Pals, Monday night’s The Bachelorette finale was wild.
Rachel sent home a crowd favorite, there was a very long, agonizing breakup, and it all culminated in an extremely windy, hollow-ish proposal that didn’t seem quite right. We’re here to clear up another thing, though:
Peter should not be the next Bachelor.
It just wouldn’t make sense.
I love Peter as much as the next person, but hear me out.
The final episode featured a heartbreaking, long-winded breakup between Rachel and Peter. Essentially, Rachel expected a proposal, but Peter was unsure about making such a commitment too soon. Neither would budge on their stance.
Both parties have the right to feel this way. Rachel, who is a veteran of this show by now, is certainly allowed to expect a proposal. After all, the Bachelorette expects to no longer be a bachelorette at the end of this whole thing, and is in it to win it “it” being a husband.
Peter, for his part, has the right to want to wait longer than nine weeks to propose to a woman he’s known for just that long. It was clear by the heart-wrenching and “frustrating” discussion about their future (if you want to know know many times it’s possible to work the word “frustrating” into a 20-minute conversation, please watch The Bachelorette season finale), that Rachel and Peter loved one another. That is, they love each other as much as they can after this process. And let’s face it, if Peter was seriously down to propose, Rachel would’ve totally chosen him over Bryan. Who wouldn’t?
But no, Peter wanted to take it slow, get to know Rachel further, think about their future together, wait to propose until the moment was truly right, and make sure his proposal to Rachel would be his last proposal ever. Rachel wasn’t down for that. She was confused and put off by the fact that Peter “didn’t know what he wanted,” and their discussion ended in a tearful goodbye that ripped Peter fans’ hearts to shreds, including mine.
True, Peter might appear to be one of the most genuine, honest contestants in the franchise’s history. It was frustrating for him that he loved Rachel so much, but couldn’t convince her to sacrifice her quest for the ring.
One question though: has Peter ever seen this show?
If Peter knew that he would always want to wait longer than nine weeks to decide if he wanted to marry someone and knew that The Bachelorette typically ends in a proposal, why did he come on the show?

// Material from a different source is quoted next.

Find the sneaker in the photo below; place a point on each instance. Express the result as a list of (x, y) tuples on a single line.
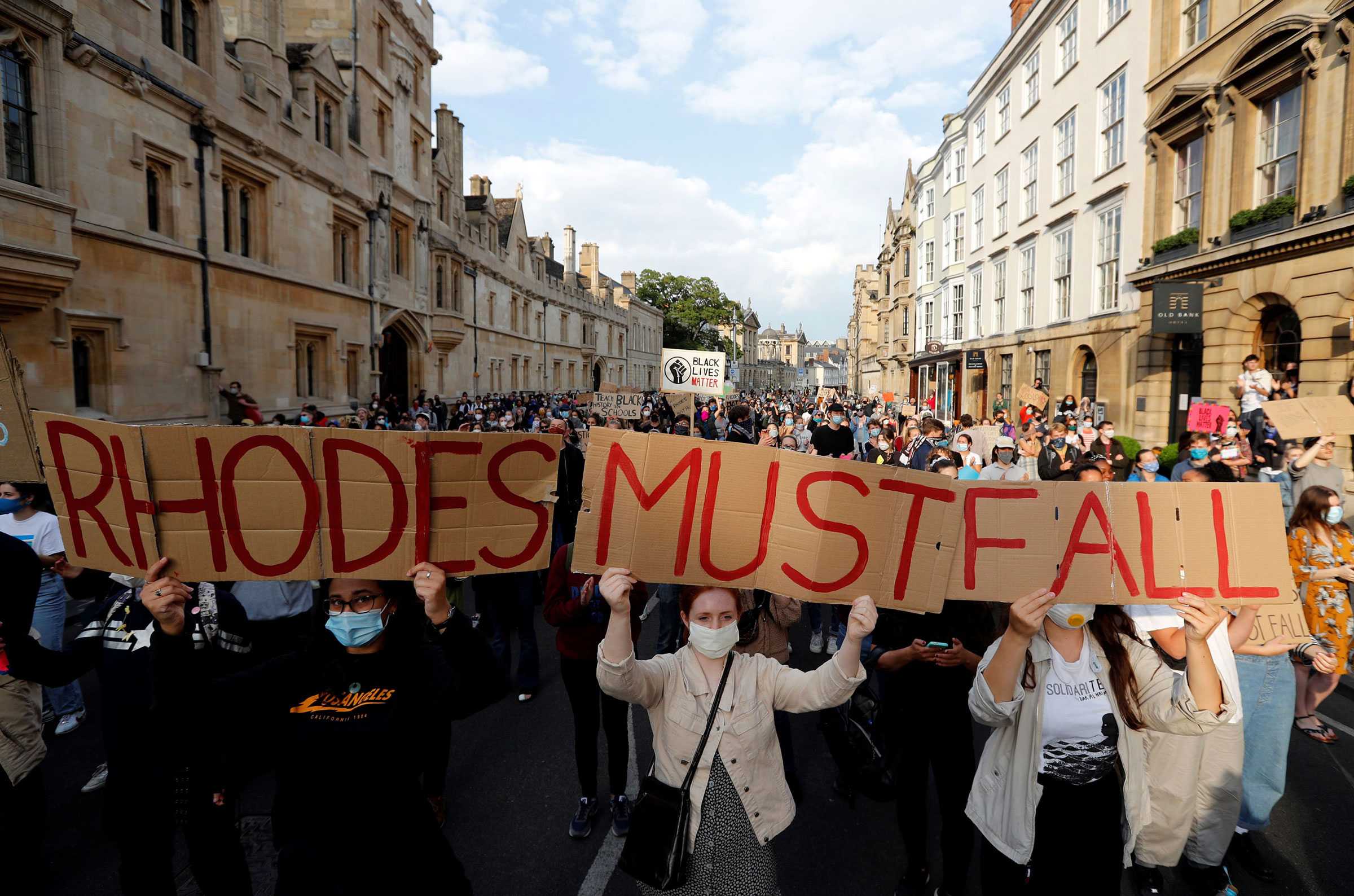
[(96, 780), (69, 722), (581, 823), (1245, 850), (1148, 881), (621, 815)]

From the beginning, Rachel knew what she wanted. She had seen this kind of behavior from her last boyfriend he talked a lovely game, but ultimately couldn’t commit. Peter said he wants a wife and kids and to go to football games and picnics or whatever with Rachel, but he didn’t take the step to get there. Again, Peter is allowed to be cautious about one of the biggest decisions of his life, but then why was he a contestant on a show that notably squishes ‘falling in love’ into less than three months?
Typically, a booted Bachelorette contestantbecomes the next Bachelor, but this contestant should not be Peter.
During the live finale where Rachel and Peter uncomfortably sat next to each other on a couch after not seeing each other since the night they broke up Rachel told Peter that this process “might not be for him.” Let’s be real, though: she’s really saying, “Dude, why did you waste my time?” And Peter agrees. This process might not be for him after all.
That exchange tells us all we need to know. If ABC decides to make Peter the next Bachelor, they’re making a huge mistake. And so is Peter if he accepts.
I’m happy she’s happy but I REALLY hope the Bachelor is peter!!!
Erin (@stlbluesfan58) August 8, 2017
The bachelor already wrecked me once by not picking Luke, so if they don’t pick Peter for the next bachelor I might lose my mind
Bailey Anderson (@bayanderson522) August 8, 2017
Sure, the season could be marketed as the season where Peter is finally ready to settle, but that would just seem fake at this point. It is so obvious that Peter doesn’t want to play the game that if he did agree to be the next Bachelor, everything his fans love about him his genuineness, his honesty, etc. would be out the window. Then he would be playing the same game we’ve seen reality stars play too often the one where the B-list star tries everything to stay in the spotlight at all costs.
I don’t want to see him be a pawn in that game.
So Peter, you’ll be fine. You will find a girl who you’ll date for months, if not years, and you two will settle down when the time is right. You will get your wife, your kids, your football games, your family dinners. (Your modeling photos and your personal training business and your six-pack abs will surely not hurt your chances.) And when the time is right, the girl you choose will be your first and last proposal, just like you want.
You just won’t find her on the next season of The Bachelor. Leave that to Eric.